Nada contra a valorosa classe policial, mas os nobres
legisladores deviam ter indicado, em algum artigo da Lei, as respectivas fontes
de custeio. Os Estados e municípios não possuem uma Casa da Moeda. Esse tipo de
“bondade”, concedida de forma politiqueira pelas distintas “excelências” de
Brasília, sem olhar para os efeitos desastrosos, é, na verdade, uma maldade
contra toda a sociedade. No amanhã, outra geração haverá de pagar.
Dra. Matilde, além dos 15 anos e 6 meses vividos como
policial, apresentou ao Acreprevidência uma certidão, emitida pelo Instituto
Nacional do Seguro Social - INSS, reconhecendo 11 anos e 7 meses de
contribuição, preenchendo, assim, todas as exigências legais. Como não há
previsão de idade, seu direito era líquido e certo, e não podia ser questionado
por ninguém. Parabéns, Dra. Matilde. Faça bom proveito de sua aposentadoria.

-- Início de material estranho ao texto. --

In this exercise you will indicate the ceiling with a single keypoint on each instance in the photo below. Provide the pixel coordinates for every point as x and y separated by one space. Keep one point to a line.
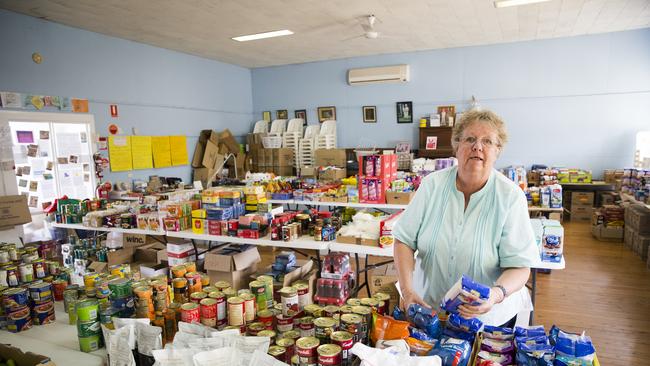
323 28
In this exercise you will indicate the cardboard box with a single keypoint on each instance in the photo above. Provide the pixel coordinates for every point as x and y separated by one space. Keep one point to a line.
333 157
23 358
232 263
14 211
607 233
399 198
331 175
227 138
283 157
582 198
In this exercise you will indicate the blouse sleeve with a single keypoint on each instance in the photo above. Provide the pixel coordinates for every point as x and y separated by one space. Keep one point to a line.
408 226
517 247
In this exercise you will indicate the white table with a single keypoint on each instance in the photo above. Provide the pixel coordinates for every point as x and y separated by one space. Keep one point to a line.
58 341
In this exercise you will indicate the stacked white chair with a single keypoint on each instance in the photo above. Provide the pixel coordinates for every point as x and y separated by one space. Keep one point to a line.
261 127
307 145
292 136
274 139
326 139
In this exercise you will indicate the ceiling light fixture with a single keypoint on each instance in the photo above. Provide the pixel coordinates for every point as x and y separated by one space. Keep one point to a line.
252 37
507 3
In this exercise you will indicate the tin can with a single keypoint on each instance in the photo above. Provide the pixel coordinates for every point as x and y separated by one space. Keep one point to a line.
222 285
289 296
258 289
26 272
268 285
40 292
306 350
277 352
89 344
266 317
196 297
330 310
306 326
190 313
366 315
87 310
324 326
254 328
351 323
313 310
12 276
40 269
236 311
345 340
249 306
267 333
329 355
304 297
284 323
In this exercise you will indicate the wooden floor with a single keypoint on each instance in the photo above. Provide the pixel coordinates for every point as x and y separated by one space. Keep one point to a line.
604 290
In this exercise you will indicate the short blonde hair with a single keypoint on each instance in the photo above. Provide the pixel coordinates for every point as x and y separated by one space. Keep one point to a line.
479 116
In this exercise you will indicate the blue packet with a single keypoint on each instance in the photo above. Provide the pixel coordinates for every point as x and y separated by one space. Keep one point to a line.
490 331
535 355
424 318
398 314
465 291
453 351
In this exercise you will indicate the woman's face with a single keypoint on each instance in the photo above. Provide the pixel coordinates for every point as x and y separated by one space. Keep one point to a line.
478 149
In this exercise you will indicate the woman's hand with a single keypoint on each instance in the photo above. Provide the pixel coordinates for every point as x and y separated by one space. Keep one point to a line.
468 311
410 297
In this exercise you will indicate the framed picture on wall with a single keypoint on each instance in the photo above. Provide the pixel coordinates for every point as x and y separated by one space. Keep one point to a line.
369 114
301 113
404 112
326 113
282 114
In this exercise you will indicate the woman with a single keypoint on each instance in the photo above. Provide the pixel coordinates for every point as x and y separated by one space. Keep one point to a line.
468 219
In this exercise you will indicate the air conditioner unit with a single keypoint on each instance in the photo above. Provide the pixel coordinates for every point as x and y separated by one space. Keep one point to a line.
375 75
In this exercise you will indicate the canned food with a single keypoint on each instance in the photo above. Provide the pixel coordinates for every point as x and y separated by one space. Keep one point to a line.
236 311
351 323
345 340
277 352
306 350
266 317
289 296
190 313
324 326
329 355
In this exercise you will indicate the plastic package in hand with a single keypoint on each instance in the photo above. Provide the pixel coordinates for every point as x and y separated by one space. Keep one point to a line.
454 352
424 318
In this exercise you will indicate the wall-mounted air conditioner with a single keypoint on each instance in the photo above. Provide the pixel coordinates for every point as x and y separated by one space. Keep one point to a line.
375 75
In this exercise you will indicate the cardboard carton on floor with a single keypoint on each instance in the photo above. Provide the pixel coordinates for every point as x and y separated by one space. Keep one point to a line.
233 263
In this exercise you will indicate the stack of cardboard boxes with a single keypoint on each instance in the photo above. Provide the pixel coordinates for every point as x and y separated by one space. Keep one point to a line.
637 229
210 152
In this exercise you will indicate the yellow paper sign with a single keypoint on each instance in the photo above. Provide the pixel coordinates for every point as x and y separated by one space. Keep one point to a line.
141 152
119 153
178 150
161 151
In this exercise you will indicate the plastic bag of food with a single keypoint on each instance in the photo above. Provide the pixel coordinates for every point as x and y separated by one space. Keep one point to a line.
453 351
424 318
465 291
500 333
387 328
535 354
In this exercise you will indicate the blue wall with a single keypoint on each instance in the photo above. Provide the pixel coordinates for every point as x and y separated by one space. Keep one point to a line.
159 92
574 102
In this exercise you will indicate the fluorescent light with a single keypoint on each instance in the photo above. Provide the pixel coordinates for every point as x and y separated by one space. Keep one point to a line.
252 37
506 3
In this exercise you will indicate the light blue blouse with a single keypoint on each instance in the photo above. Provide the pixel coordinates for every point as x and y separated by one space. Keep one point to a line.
493 233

Escrevo hoje sobre tal assunto porque esta foi a mais
emblemática de todas as aposentadorias que concedi, durante os 13 anos em que
estive à frente do Acreprevidência. Acredito que nesse período, fui signatário
de bem mais de 10.000 aposentadorias e pensões previdenciárias a segurados do
regime próprio do Estado do Acre. Antes deste benefício, ora abordado, a
aposentação campeã, neste particular, era a de uma outra mulher, militar de
alta patente, que fora para casa aos 43 anos de idade.

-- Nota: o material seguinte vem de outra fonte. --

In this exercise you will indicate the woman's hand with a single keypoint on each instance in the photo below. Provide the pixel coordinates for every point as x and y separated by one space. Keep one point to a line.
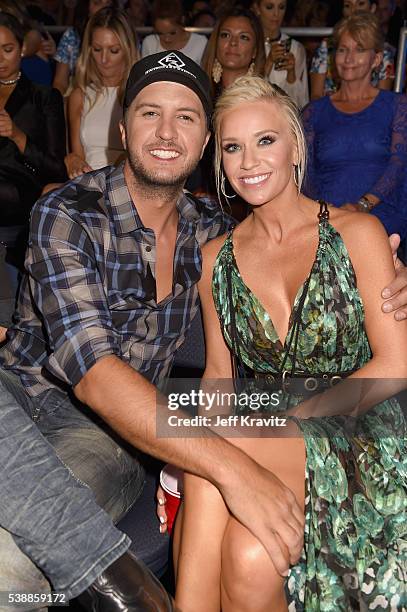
162 515
75 165
8 129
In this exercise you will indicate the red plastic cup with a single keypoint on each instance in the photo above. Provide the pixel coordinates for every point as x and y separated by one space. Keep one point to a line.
171 480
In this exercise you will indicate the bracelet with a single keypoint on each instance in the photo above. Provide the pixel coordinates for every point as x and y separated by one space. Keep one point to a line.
365 205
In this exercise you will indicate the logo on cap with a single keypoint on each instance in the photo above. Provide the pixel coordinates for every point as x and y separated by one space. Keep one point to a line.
171 61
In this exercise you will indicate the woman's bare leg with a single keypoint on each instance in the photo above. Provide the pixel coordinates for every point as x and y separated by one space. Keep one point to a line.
249 581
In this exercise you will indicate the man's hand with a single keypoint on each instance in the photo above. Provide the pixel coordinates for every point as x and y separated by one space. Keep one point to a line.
395 294
269 509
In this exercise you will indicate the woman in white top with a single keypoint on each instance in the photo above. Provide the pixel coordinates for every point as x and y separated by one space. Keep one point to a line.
109 49
170 34
286 64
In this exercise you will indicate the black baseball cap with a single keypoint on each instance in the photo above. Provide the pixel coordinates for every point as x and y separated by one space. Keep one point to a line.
169 66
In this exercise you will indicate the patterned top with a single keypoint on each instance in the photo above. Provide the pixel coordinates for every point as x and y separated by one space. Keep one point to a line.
323 62
91 290
355 554
332 336
68 49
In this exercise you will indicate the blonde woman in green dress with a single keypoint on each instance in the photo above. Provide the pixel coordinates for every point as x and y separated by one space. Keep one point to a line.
296 289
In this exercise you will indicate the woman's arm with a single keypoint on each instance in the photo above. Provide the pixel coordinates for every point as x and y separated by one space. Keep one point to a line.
386 372
44 153
317 80
75 160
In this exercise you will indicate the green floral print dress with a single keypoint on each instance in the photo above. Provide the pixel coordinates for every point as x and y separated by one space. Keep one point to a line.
355 551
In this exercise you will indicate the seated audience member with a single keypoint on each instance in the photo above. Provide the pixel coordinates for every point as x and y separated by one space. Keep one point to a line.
286 63
109 49
203 19
32 143
138 12
170 35
357 137
69 45
40 67
324 78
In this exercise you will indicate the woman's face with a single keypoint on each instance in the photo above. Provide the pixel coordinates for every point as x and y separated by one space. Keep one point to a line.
236 46
108 54
351 6
138 11
353 61
271 13
96 5
10 54
167 30
258 152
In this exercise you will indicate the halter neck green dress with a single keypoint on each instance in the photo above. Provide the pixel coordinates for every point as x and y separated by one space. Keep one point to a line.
355 551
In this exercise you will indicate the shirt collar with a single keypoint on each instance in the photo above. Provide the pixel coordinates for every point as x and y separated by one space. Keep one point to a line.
124 211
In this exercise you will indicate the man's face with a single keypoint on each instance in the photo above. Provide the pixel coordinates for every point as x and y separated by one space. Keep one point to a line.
165 134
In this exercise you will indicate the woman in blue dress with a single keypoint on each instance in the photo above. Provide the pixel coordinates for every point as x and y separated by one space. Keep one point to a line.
357 137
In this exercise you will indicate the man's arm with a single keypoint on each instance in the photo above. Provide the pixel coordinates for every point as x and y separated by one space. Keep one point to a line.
128 403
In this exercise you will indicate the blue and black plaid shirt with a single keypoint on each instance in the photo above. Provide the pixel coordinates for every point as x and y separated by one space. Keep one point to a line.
90 290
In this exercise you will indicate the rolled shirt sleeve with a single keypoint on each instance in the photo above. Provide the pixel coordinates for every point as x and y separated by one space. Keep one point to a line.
68 291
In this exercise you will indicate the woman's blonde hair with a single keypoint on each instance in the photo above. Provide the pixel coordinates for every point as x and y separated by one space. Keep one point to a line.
252 89
364 28
211 48
87 74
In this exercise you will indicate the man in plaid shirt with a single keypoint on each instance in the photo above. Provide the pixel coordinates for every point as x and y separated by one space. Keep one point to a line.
113 261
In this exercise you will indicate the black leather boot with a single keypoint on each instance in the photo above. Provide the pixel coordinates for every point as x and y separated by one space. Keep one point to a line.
126 586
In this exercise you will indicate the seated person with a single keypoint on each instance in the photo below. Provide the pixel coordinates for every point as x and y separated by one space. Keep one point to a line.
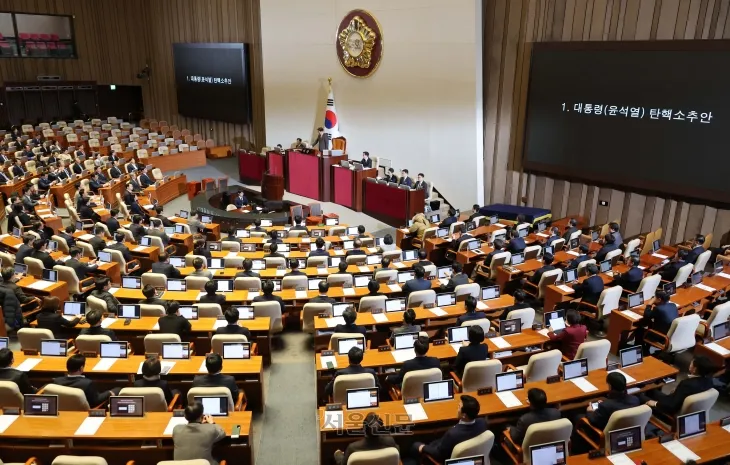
616 399
376 437
20 378
267 287
419 283
471 311
322 298
572 336
539 412
408 326
354 356
75 378
231 316
210 296
350 316
457 277
173 322
631 279
247 273
420 362
294 267
474 351
151 369
214 378
699 380
94 317
469 426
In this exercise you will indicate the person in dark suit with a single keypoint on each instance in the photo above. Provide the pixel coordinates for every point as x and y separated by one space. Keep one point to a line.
376 437
173 322
354 356
590 289
457 277
320 250
631 279
697 249
570 229
419 283
75 378
547 265
93 317
474 351
322 298
699 380
470 304
247 273
366 162
20 378
80 268
350 316
616 399
469 426
572 336
210 296
516 243
119 245
163 267
214 378
584 251
267 287
151 369
420 362
231 316
449 220
539 412
608 246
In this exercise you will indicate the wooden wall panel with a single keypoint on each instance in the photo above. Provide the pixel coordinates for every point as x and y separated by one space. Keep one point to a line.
510 26
115 40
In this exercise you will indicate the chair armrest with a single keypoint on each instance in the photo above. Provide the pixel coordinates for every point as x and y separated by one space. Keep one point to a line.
586 430
173 402
456 379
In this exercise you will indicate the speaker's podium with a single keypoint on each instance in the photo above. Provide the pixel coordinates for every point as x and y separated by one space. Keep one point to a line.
347 184
309 173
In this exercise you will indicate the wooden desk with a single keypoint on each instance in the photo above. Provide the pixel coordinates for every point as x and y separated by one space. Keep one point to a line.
168 190
249 374
443 414
118 440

Não posso, contudo, concluir esta crônica sem confessar
que minha própria aposentadoria como funcionário público federal, é um exemplo
de benefício originado na contramão da sustentabilidade do regime
previdenciário. Em 1994, num desses momentos angustiantes da vida, resolvi me aposentar. O Ministério do Planejamento indeferiu-me a
contagem de tempo de escola agrotécnica, mas minha ansiedade em ir logo para
casa proporcionou-me um ato de insanidade. Aposentei-me proporcionalmente
(naquele tempo era possível) e deixei pra lá qualquer briga judicial pelo tempo
não reconhecido. E sabem com quantos
anos deixei o serviço ativo? 49 anos e 5
meses de idade. Se é um absurdo? Estou convicto disso! Eu houvera atingido meu
melhor nível de conhecimento e experiência no cargo que exercia. Podia ainda
trabalhar satisfatoriamente por mais uns 20 anos. Naquela
decisão tempestuosa, além do cofre do regime, também fui prejudicado. Hoje, eu
agradeceria se as leis da época fossem mais rígidas. Teriam me obrigado a
esperar por uma aposentadoria integral.
Bem, amigos, parafraseando um alerta feito por alguém
(Prof Google acaba de me informar que foi um naturalista francês, no século 19),
nos afirmando que “ou o Brasil acaba com a saúva, ou a saúva acaba com o
“Brasil”, quero gritar algo parecido:
- “Ou o Brasil reforma com seriedade sua previdência,
ou a previdência acaba com o Brasil!”
Um comentário:
Belíssimo, consciente e reponsável artigo.